The door closed behind her leaving Henry staring at the parcel. It was about the size of a small cushion, very carefully wrapped with a strange blue thick string and the stamps were most peculiar, from a country that Henry had never heard of. Uncle Dennis was always full of surprises!

Henry must have dozed off to sleep, for the next thing he noticed was the tap, tap, tapping on the window. It was Ho-Ho tapping with his trunk.

"Ho-Ho, I can't come out today because I've got the froop." (Henry had got his words wrong again!) Ho-Ho looked puzzled and Henry couldn't help smiling.

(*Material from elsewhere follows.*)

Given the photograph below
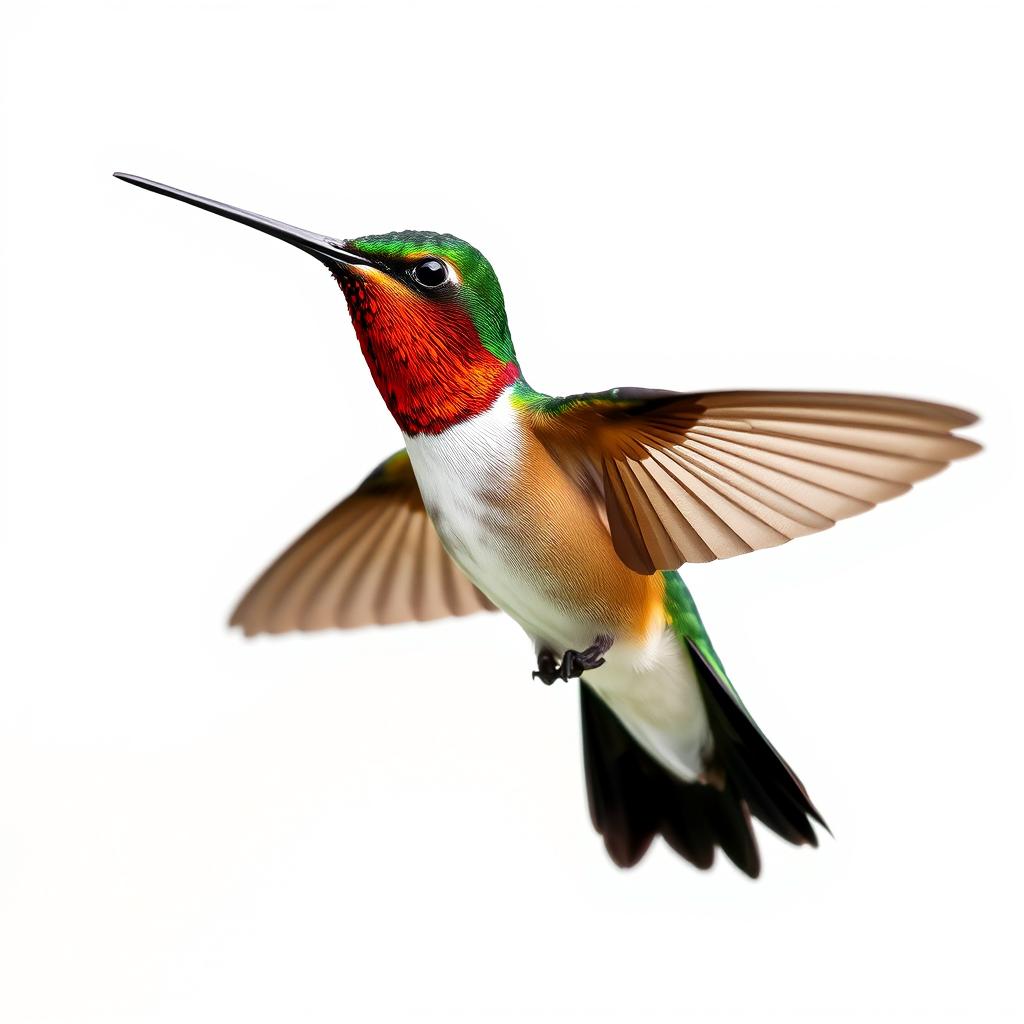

"What is the froop?" asked Ho-Ho.

Henry tried to look grown-up, "It's sort of little things that get inside your body and bite and bite and make you hot and shiver and feel bad so you have to take mustard and orange."

"What sort of little things?" asked Ho-Ho.

"Well, sort of worms," said Henry trying to sound confident, but then remembering what elephants were really frightened of, "a bit like mice, but very, very tiny so they can live inside your body."

"That sounds terrible," said Ho-Ho shaking his head and looking very sorry for his little friend, "why doesn’t your body get rid of them?"

"It just sort of takes a bit of time," said Henry, "you get the mice, then your body gets them to leave and then you get better."

"Yes," said Ho-Ho, nodding wisely. Suddenly he noticed the parcel on Henry's bed. "Whatever is that?" he asked.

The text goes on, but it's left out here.